= Te Ohu Whakaari =

Māori theatre cooperative

Te Ohu Whakaari was a Māori theatre cooperative formed by Rangimoana Taylor in the early 1980s that created and performed plays across New Zealand.

== About ==
Rangimoana Taylor was inspired to form Te Ohu Whakaari by his experiences in an Auckland-based theatre company called Statement Theatre alongside Nathaniel Lees, and provoked into action through an opportunity from artist Darcy Nicholas who was running the Wellington Arts Centre that was funded at the time by the Department of Labour. The Depot Theatre (that became Taki Rua) nurtured a philosophy to foster New Zealand work which also influenced Te Ohu Whakaari.

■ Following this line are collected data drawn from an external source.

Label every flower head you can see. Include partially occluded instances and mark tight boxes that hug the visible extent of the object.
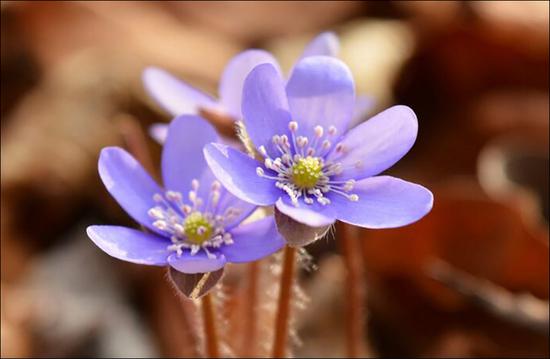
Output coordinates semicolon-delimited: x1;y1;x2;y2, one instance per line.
87;116;284;273
143;32;373;143
203;56;433;235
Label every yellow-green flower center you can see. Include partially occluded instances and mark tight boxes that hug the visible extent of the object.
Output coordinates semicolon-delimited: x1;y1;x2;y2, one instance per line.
292;156;323;189
183;212;213;244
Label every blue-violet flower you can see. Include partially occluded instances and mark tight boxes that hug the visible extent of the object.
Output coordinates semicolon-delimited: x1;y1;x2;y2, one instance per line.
143;32;373;143
87;116;285;273
203;56;433;231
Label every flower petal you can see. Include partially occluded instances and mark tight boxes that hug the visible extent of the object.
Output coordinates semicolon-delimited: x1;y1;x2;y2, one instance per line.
203;143;280;206
350;95;375;127
168;252;226;274
221;216;285;263
162;115;219;197
98;147;162;233
219;49;280;119
328;105;418;180
242;63;292;157
286;56;355;139
299;31;340;59
213;187;257;230
331;176;433;228
149;122;169;144
275;197;336;227
87;225;169;266
143;66;216;116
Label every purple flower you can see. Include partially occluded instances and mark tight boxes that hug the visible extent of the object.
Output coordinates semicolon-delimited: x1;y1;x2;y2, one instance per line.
86;116;284;274
203;56;433;232
143;32;373;143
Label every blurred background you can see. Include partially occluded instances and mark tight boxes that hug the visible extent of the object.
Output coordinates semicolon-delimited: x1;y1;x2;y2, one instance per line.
1;1;548;357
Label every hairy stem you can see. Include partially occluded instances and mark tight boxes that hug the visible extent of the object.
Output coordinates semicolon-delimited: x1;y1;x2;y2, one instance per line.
201;293;220;358
338;222;366;357
242;260;260;357
272;246;296;358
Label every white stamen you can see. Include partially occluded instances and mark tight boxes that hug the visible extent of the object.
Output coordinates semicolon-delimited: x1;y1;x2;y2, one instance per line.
166;191;182;201
153;220;168;230
253;120;360;209
148;207;165;219
314;125;324;138
211;181;221;191
289;121;298;132
191;179;200;191
182;205;192;215
148;179;236;259
296;136;308;147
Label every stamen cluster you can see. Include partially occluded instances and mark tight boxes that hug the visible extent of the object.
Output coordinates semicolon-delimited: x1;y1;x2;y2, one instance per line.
256;121;359;206
148;179;241;258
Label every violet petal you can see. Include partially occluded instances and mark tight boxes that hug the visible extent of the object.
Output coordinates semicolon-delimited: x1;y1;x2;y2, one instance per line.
275;197;336;227
162;115;219;198
168;252;226;274
143;66;216;116
87;225;170;265
221;216;285;262
286;56;355;140
331;175;433;228
203;143;280;206
98;147;163;234
219;49;280;119
299;31;340;59
242;63;292;157
328;105;418;180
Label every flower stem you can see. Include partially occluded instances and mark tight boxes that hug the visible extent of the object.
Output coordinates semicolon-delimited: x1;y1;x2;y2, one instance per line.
201;293;220;358
338;222;366;357
243;260;260;356
272;246;296;358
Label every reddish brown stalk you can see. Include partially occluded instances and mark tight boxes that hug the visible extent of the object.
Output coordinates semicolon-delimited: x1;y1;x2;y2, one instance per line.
198;107;238;139
116;114;158;179
202;293;220;358
242;260;260;357
338;222;366;357
272;246;296;358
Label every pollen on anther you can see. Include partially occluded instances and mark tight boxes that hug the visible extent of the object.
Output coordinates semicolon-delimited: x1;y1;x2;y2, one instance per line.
211;181;221;191
314;125;324;138
191;179;200;191
288;121;298;132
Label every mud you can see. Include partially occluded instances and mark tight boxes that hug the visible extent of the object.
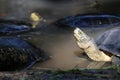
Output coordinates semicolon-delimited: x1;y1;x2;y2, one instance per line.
0;69;119;80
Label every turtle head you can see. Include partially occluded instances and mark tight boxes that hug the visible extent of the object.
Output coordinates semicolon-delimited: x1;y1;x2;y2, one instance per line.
74;28;90;43
30;12;41;22
30;12;44;28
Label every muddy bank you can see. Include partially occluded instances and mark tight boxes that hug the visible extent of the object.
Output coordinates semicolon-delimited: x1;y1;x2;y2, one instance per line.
0;68;119;80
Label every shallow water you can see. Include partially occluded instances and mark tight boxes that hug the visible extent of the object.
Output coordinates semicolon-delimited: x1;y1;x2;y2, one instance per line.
15;22;117;70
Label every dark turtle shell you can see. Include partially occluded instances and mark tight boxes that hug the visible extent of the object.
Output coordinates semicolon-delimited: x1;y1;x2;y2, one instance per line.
0;37;47;71
0;19;32;34
55;13;120;28
96;28;120;57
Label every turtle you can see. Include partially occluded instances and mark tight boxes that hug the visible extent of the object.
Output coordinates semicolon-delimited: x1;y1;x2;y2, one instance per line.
74;28;120;66
0;37;49;71
55;14;120;28
0;12;43;34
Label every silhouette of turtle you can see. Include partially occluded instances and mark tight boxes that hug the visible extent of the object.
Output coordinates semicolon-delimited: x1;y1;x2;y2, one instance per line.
0;12;42;34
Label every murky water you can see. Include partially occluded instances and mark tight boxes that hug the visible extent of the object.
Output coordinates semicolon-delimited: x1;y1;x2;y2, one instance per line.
16;22;116;70
1;0;120;70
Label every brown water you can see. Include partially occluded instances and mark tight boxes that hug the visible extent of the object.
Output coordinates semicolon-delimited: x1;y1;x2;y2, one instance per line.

Te Ohu Whakaari has lasting influence in New Zealand. Their theatrical practice combined western theatre traditions and Māori customs with story telling and movement in a unique style. Much of their work was cooperatively devised and has not been published.

Te Ohu Whakaari had a theatre-in-education programme which toured New Zealand. One of the Te Ohu Whakaari posters from 1986 is held in the collection of Te Papa Tongarewa and promotes a national tour (poster designed by Chris McBride). The poster says: "New Zealand Students Arts Council presents Te Ohu Whakaari, Young Maoris in Performance, National Tour 1986, Aotearoa – Te Waipounamu, With the Assistance of, Post Office Savings Bank QEII, Arts Council".

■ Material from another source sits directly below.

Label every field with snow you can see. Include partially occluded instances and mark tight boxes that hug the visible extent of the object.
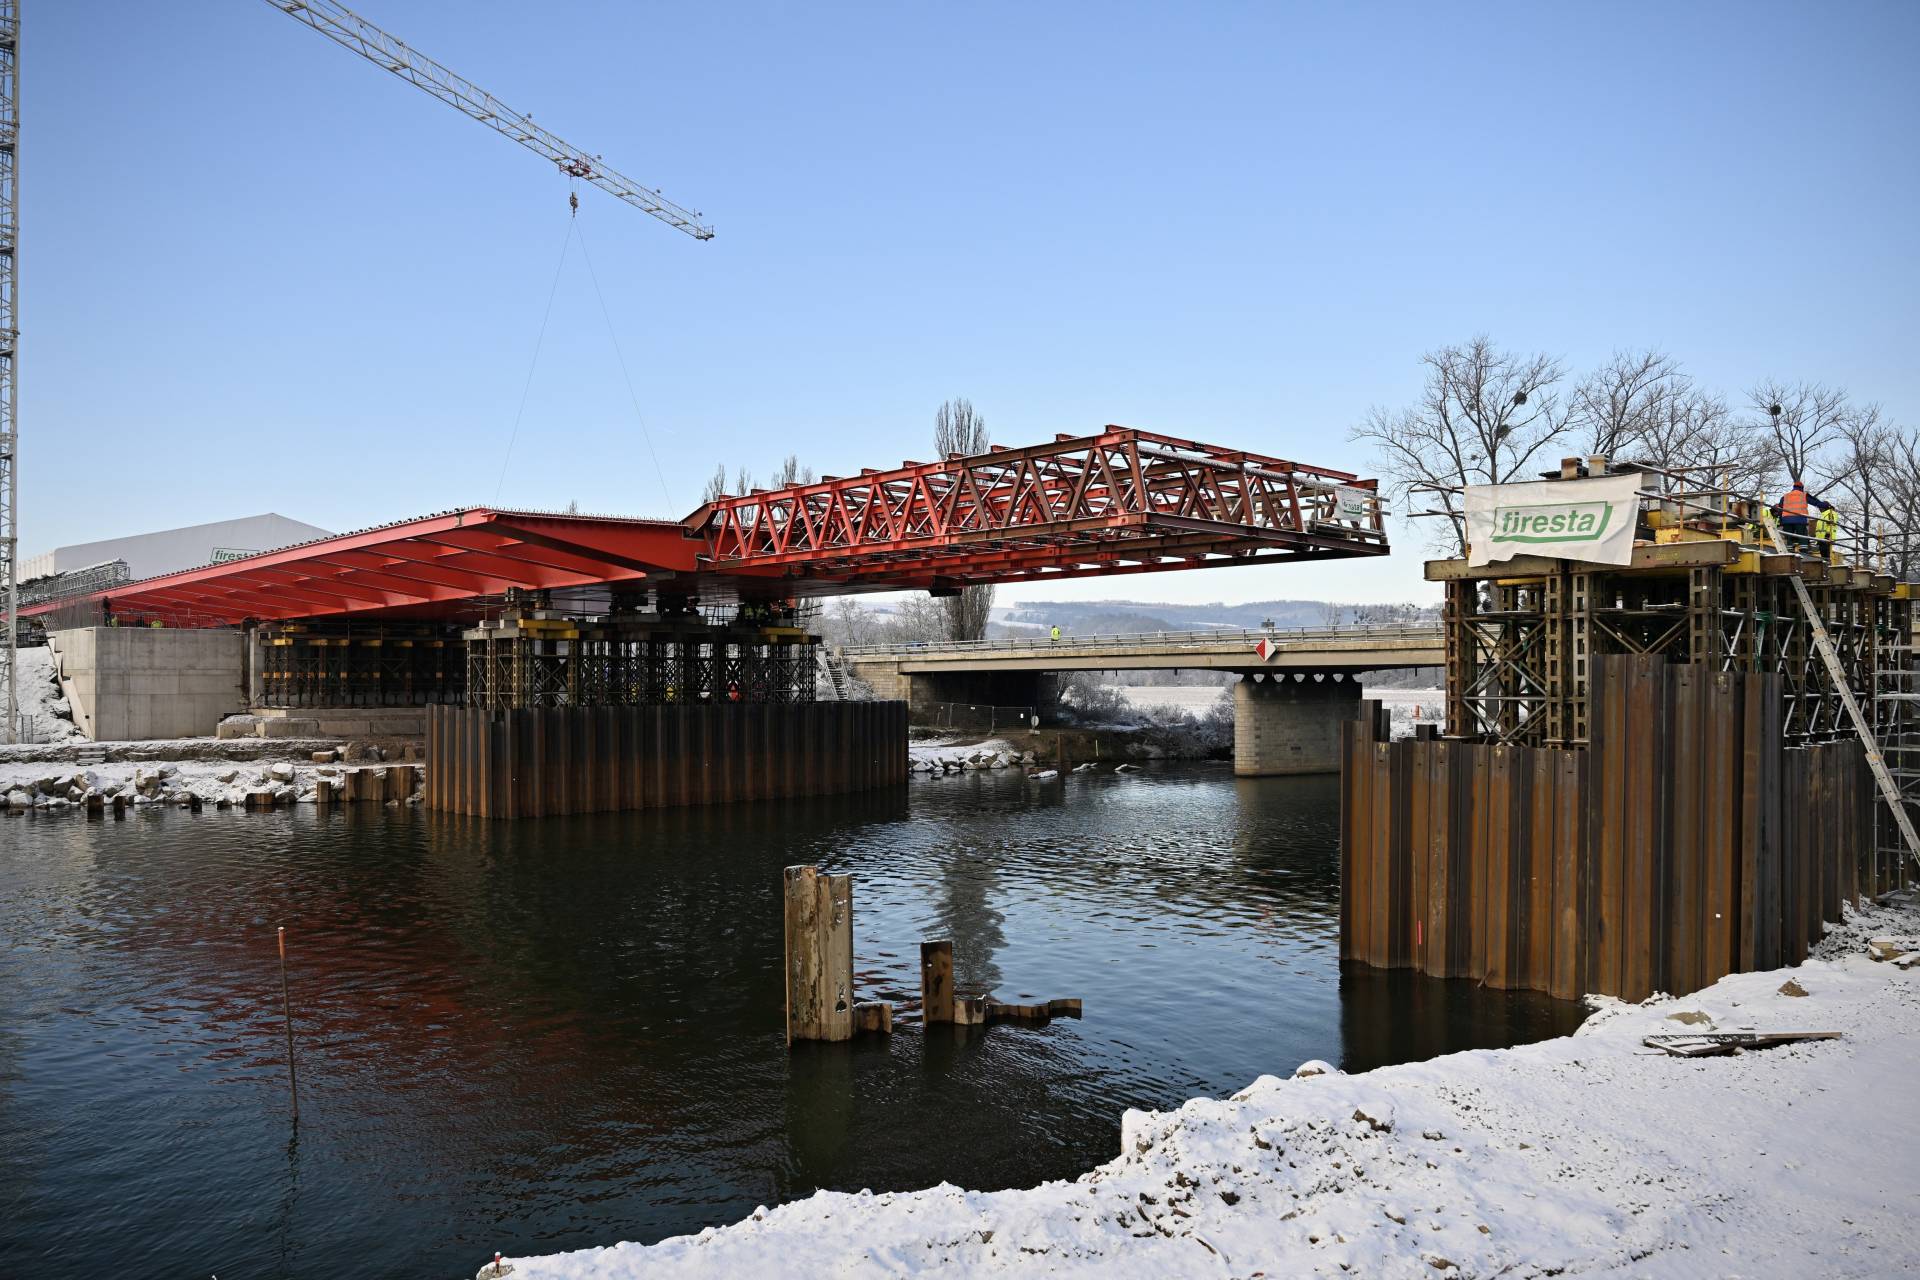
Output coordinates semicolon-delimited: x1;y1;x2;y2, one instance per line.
1113;685;1228;713
481;896;1920;1279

Members of Te Ohu Whakaari included Maringikura Campbell, Himiona Grace, Michael Grace, Apirana Taylor, Riwia Brown, Donna McLeod and Briar Grace-Smith.

Briar Grace-Smith joined To Ohu Whakaari when she was seventeen and says this about Te Ohu Whakaari: "We did explore a lot of issues that were affecting us as young people and we were able to see a result of that when we presented these stories to, in particular, a Māori audience because at that point they had never seen anything like it so their reactions were strong."

== Selected works ==
- Kohanga (1986) by Apirana Taylor. Kohanga is a play about the Kohanga Reo movement in the 1980s.'
- Te Whanau a Tainui Jones (date unknown) by Apirana Taylor.
- Roimata (1988) by Riwia Brown.
- Te Hokina (date unknown) by Riwia Brown.
- Nga Wahine (date unknown) by Riwia Brown.
- Iwitaia (date unknown) by Haina Stewart.